Despite the large body of experimental evidence demonstrating the neuroprotective properties of 17beta-estradiol (17beta-E2) both in vitro and in vivo experimental models of neuronal injury, the exact mechanisms implicated in neuroprotection have not been fully delineated. Some experimental evidence highlight a role for the antioxidant properties of 17beta-E2 in mediating protection against oxidative injury. Parallel to these, evidence also exist which point to alternative mechanisms involving estrogen receptors (ER). The HIV-1 coat protein, gp120, has been implicated in the progression of central nervous system damage caused by HIV-1 infection. The neurotoxic effects induced by gp120 are triggered via an excitotoxic mechanism of cell death which implicates alteration of calcium homeostasis, activation of calcium-dependent pathways, mitochondrial uncoupling and membrane lipid peroxidation. In the present study, we demonstrate that 17beta-E2 protects human SH-SY5Y neuroblastoma cells from cell death elicited by gp120. Tamoxifen and ICI 182,780, two ER antagonists, both antagonized 17beta-E2-mediated inhibition of cell death. Exposure of SH-SY5Y cells to gp120 for 30min caused a significant accumulation of intracellular reactive oxygen species (ROS) and this was abrogated by 17beta-E2; however, the ability of 17beta-E2 to counteract ROS generation induced by gp120 does not account for the reported prevention of cell death because ICI 182,780 failed to revert intracellular ROS reduction caused by 17beta-E2 though it was able to revert prevention of cell death. Furthermore, by using 17alpha-E2, the isomer unable to stimulate ER which, however, retains the antioxidant effects, we observed that a pre-treatment with 17alpha-E2 was effective in preventing gp120-induced accumulation of ROS but it failed to affect cell death caused by the viral protein. Collectively, these data demonstrate that neuroprotection afforded by 17beta-E2 is receptor-mediated and ROS scavenging effects may not be implicated.

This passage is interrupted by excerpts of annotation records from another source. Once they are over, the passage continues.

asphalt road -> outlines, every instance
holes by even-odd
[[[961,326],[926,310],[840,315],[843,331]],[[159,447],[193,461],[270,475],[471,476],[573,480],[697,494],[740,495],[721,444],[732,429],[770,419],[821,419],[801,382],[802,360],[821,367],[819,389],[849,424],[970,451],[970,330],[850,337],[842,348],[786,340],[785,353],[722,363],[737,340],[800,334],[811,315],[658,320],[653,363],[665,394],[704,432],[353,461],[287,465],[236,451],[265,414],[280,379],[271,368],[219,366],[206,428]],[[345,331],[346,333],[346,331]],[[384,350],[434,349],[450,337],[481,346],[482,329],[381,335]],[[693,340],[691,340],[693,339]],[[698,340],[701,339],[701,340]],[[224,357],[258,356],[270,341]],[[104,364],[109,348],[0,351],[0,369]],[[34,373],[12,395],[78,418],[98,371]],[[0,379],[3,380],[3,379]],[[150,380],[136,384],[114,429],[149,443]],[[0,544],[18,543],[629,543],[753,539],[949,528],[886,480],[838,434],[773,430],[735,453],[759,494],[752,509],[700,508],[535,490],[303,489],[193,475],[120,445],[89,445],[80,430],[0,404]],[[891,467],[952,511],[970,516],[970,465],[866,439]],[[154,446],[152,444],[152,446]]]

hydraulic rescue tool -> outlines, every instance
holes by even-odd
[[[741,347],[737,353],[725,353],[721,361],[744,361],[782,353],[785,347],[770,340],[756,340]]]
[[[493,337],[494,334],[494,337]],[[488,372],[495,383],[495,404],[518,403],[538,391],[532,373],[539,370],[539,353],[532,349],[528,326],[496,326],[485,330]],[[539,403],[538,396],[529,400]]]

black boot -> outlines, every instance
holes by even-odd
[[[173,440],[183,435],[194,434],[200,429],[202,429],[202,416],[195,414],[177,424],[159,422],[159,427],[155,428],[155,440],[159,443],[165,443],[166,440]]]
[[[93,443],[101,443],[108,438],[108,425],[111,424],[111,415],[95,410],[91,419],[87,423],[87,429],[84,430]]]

尽管大量实验证据表明17β-雌二醇(17β-E2)在体外和体内神经元损伤实验模型中均具有神经保护特性,但神经保护的确切机制尚未完全阐明。一些实验证据突出了17β-E2的抗氧化特性在介导抗氧化损伤保护中的作用。与此平行的是,也有证据指向涉及雌激素受体(ER)的其他机制。HIV-1包膜蛋白gp120与HIV-1感染所致中枢神经系统损伤的进展有关。gp120诱导的神经毒性作用是通过细胞死亡的兴奋性毒性机制触发的,这涉及钙稳态的改变、钙依赖性途径的激活、线粒体解偶联和膜脂质过氧化。在本研究中,我们证明17β-E2可保护人SH-SY5Y神经母细胞瘤细胞免受gp120诱导的细胞死亡。他莫昔芬和ICI 182,780这两种ER拮抗剂均拮抗17β-E2介导的细胞死亡抑制作用。将SH-SY5Y细胞暴露于gp120 30分钟会导致细胞内活性氧(ROS)显著积累,而17β-E2可消除这种积累;然而,17β-E2抵消gp120诱导的ROS生成的能力并不能解释所报道的对细胞死亡的预防作用,因为ICI 182,780虽然能够逆转细胞死亡的预防作用,但未能恢复由17β-E2引起的细胞内ROS减少。此外,通过使用17α-E2,这种异构体不能刺激ER,但保留了抗氧化作用,我们观察到用17α-E2预处理可有效预防gp120诱导的ROS积累,但未能影响病毒蛋白引起的细胞死亡。总体而言,这些数据表明17β-E2提供的神经保护是受体介导的,可能与ROS清除作用无关。